Obese subjects are characterized by coronary endothelial dysfunction [67,69]. Chronic hyperinsulinaemia, a hallmark of obesity, increases the release of the most potent endothelium-derived vasoconstrictor ET-1 [9,80]. Moreover, insulin enhances sympathetic activity [84,85], which might lead to the augmented alpha-adrenoreceptor-mediated coronary vasoconstriction [8]. High free fatty acid concentrations in obese subjects may also induce endothelial dysfunction [11]. Obese subjects are hyperleptinaemic.
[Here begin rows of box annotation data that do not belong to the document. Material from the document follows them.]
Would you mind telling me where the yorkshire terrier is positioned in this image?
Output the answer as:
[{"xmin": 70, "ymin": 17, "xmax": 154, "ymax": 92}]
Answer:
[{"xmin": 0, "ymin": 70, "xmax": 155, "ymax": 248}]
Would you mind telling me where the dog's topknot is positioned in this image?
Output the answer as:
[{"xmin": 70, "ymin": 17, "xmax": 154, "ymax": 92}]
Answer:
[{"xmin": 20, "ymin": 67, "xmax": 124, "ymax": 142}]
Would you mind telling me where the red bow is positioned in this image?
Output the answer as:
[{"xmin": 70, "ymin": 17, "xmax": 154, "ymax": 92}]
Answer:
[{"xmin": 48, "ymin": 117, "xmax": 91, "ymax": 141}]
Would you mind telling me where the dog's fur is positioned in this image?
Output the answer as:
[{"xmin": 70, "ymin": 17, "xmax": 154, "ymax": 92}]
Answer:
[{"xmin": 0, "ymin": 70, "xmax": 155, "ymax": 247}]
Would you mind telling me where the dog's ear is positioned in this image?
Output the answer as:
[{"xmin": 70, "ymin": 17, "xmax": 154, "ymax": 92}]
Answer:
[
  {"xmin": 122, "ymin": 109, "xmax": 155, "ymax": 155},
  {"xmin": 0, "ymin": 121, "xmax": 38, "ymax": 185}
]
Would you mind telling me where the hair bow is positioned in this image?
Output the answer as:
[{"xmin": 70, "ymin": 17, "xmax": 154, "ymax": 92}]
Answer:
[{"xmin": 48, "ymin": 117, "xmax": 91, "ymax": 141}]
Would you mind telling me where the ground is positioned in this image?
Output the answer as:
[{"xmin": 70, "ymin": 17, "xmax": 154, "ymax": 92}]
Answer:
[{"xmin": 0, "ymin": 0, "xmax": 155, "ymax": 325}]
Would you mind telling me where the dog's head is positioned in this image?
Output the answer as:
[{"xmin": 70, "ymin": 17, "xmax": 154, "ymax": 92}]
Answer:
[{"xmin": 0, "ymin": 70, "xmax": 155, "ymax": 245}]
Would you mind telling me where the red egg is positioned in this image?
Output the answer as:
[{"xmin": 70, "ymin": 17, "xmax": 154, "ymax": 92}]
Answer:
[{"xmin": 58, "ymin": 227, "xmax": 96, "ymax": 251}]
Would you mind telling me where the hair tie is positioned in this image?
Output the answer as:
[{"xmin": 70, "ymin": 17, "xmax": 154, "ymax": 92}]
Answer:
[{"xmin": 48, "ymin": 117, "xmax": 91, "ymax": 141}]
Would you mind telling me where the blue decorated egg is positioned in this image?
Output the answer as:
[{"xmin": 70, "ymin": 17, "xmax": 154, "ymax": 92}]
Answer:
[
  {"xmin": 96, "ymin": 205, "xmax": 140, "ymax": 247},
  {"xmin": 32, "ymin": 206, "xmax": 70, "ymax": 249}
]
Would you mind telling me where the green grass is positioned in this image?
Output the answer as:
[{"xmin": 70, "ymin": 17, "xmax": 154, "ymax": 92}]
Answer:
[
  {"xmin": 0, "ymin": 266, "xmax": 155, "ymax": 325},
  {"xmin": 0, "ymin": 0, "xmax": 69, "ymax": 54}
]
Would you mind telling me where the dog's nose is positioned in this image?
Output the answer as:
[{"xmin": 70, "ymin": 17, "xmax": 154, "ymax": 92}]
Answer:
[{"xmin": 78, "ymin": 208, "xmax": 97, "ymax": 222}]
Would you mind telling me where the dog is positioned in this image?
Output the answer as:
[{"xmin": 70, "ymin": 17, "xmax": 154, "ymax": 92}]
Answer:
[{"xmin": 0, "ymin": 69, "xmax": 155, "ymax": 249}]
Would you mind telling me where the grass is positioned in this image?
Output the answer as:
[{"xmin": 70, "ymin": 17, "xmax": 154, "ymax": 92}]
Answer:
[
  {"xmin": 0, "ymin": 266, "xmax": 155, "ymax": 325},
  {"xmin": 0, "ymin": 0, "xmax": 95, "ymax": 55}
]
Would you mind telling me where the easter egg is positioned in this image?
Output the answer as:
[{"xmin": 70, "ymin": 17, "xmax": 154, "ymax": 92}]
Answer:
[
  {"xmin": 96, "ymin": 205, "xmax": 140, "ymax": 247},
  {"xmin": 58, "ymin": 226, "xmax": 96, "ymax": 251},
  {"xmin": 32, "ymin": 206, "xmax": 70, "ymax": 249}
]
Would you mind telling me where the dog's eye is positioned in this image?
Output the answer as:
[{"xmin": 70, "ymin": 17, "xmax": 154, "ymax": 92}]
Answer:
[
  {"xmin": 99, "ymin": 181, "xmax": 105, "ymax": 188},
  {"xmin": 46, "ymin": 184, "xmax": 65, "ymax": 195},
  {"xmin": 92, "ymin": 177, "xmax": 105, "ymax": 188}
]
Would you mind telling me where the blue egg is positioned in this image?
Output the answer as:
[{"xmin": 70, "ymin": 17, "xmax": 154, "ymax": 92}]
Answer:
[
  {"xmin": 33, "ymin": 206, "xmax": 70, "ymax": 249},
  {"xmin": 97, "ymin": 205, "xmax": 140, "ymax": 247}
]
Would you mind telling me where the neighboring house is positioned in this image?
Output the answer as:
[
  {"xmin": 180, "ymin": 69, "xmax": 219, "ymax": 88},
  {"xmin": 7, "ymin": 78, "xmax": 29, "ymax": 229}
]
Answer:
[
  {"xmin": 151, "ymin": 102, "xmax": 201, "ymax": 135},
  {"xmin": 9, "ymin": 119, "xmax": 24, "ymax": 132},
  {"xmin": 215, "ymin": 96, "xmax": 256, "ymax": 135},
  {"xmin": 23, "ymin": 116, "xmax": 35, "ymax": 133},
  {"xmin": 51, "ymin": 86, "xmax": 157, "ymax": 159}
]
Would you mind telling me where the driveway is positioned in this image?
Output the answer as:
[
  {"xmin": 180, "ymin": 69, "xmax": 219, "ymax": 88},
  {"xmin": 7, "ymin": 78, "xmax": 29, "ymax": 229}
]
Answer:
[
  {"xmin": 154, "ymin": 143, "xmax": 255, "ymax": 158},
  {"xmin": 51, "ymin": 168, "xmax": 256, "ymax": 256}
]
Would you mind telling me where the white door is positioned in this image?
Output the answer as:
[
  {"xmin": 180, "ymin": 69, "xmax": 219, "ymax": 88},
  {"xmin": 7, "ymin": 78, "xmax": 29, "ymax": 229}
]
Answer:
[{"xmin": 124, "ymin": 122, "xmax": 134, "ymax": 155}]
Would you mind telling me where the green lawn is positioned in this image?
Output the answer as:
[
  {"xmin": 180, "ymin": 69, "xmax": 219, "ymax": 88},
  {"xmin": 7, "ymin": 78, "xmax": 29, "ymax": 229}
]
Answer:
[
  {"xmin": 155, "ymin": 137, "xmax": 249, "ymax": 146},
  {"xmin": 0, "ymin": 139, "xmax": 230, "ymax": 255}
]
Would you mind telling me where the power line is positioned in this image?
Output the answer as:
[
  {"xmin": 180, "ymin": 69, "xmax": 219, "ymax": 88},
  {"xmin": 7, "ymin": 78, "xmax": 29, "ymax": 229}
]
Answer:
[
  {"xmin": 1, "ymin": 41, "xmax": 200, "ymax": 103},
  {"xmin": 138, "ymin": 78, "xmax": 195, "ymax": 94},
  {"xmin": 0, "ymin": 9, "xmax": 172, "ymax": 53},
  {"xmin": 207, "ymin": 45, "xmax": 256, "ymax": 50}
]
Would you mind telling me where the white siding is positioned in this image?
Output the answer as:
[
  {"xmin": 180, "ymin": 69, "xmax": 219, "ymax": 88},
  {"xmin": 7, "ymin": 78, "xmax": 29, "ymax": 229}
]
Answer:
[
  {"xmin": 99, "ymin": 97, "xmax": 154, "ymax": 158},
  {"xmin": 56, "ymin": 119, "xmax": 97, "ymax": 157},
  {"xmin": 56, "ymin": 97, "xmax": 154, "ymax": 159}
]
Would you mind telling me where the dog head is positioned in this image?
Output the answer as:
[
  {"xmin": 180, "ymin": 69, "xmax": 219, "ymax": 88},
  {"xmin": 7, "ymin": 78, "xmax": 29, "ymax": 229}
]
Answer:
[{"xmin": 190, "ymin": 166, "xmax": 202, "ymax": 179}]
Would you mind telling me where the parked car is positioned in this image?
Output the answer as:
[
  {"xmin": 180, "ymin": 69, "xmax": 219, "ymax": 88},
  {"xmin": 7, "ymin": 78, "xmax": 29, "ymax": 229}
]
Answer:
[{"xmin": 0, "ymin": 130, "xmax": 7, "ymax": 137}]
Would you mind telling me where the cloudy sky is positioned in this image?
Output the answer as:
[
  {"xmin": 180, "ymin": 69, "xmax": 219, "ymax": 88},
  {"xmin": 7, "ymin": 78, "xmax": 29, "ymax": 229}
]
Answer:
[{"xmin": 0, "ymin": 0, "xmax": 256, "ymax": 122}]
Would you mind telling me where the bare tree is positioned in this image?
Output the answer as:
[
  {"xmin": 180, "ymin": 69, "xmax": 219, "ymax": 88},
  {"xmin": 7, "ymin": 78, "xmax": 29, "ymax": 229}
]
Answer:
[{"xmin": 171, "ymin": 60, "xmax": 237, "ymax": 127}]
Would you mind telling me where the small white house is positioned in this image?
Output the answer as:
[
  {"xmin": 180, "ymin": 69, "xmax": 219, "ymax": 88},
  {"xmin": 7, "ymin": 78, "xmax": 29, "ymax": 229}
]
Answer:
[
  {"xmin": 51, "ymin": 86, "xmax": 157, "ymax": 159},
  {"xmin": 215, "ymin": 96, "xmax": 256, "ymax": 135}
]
Leptin has, consistent with insulin, effects on vascular endothelial function and sympathetic nervous system [92-97]. In obese subjects, leptin-induced vasodilation might be blunted [95], providing a novel mechanism in the progression towards coronary artery disease [13,14]. However, this hypothesis requires further studies.
 
Diabetes independently affects coronary endothelial function [102,104]. Hyperglycaemia impairs endothelial function [10]. In addition, diabetic patients are often hyperinsulinaemic, which have an effect on endothelial function and sympathetic nervous system. Diabetic long-term complications such as autonomic neuropathy [101] and nephropathy [121] seem to have a role in the development of endothelial dysfunction. Type 1 diabetic patients are also characterized by lack of C-peptide that appears to have endothelial vasodilatory effect in cardiac vasculature [15,16]. Thus, the role of C-peptide deficiency as a risk factor for coronary artery disease needs further studies.